FIG. 1—System Architecture

FIG. 1 is a high-level block diagram of an exemplary system for providing high quality video and audio over a communications network according to the principles of this invention. Generally, the system includes any number of endpoints that interface with a communications network.

The communications network can take a variety of forms, including but not limited to, a local area network, the Internet or other wide area network, a satellite or wireless communications network, a commercial value added network (VAN), ordinary telephone lines, or private leased lines. The communications network used need only provide fast reliable data communication between endpoints.

Each of the endpoints can be any form of system having a central processing unit and requisite video and /or audio capabilities, including but not limited to, a computer system, main-frame system, super-mini system, mini-computer system, work station, laptop system, handheld device, mobile system or other portable device, etc.

FIG. 2—Method of Operation

FIG. 2 is a high-level process flow diagram of an exemplary method of operation carried out by the system according to the inventive concepts of this invention.

Initially, the first endpoint performs a self-diagnostic check to determine several parameters, such as the effective CPU speed of the first endpoint, hardware rendering capabilities of the first endpoint, hardware color conversion capabilities of the first endpoint, CPU step-down profile of the first endpoint, etc. The first endpoint then transmits its parameters along with an invite request message to the second endpoint. The second endpoint receives the invite request, and if the request is acknowledged, performs a self-diagnostic check to determine several parameters, such as the effective CPU speed of the second endpoint, the hardware rendering capabilities of the second endpoint, the hardware color conversion capabilities of the second endpoint and the CPU step-down profile of the second endpoint. Next, the second endpoint transmits its parameters along with an acknowledgement message to the first endpoint.

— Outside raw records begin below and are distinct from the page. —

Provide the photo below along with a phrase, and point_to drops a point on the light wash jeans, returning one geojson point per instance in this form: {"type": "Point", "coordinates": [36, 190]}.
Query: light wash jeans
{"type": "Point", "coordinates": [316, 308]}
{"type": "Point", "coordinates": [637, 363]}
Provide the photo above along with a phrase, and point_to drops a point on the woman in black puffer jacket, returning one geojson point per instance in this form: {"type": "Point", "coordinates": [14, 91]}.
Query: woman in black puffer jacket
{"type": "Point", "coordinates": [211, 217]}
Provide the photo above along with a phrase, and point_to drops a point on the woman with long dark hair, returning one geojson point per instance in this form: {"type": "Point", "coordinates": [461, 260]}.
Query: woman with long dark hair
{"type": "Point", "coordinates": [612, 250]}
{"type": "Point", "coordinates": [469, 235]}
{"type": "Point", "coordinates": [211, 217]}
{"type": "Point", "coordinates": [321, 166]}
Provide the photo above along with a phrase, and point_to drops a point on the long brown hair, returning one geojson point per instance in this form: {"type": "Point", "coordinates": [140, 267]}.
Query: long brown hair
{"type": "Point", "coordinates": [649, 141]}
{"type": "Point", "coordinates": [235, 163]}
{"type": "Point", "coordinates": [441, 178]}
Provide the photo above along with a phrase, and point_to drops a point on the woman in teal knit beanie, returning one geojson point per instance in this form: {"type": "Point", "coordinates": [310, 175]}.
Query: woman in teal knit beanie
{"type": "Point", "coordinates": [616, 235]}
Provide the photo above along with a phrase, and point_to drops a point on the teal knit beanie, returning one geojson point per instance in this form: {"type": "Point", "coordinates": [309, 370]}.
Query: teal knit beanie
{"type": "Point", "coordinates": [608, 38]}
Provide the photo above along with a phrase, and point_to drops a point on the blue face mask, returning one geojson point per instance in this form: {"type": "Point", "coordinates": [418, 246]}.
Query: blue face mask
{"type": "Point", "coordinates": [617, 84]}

Having acquired respective parameters, each endpoint derives optimized heuristic parameter settings for the different combinations of endpoint capabilities by referring to common tables, see FIG. 3, below, and performing the process flow shown in FIG. 2.

Referring specifically to FIGS. 2 and 3, at 100, a given endpoint starts with the following knowledge about the performance characteristics of the local and destination endpoints: the CPU speed of the destination endpoint, e.g., in MHz; the CPU speed of the local endpoint, in e.g., MHz; an ordinal profile number used to look up approximation of CPU cost, in e.g., MHz, of rendering on the destination endpoint; an ordinal profile number used to look up. an approximation of CPU cost, in e.g., MHz of rendering on the local endpoint; a list of encoding formats that the destination endpoint can decode; a current frame size, set to a default (such as, e.g., 320×240); a current frame rate, set to a default (such as, e.g., 30); and a current encoder format, set by default to the first encoding format in Table 1 of FIG. 3.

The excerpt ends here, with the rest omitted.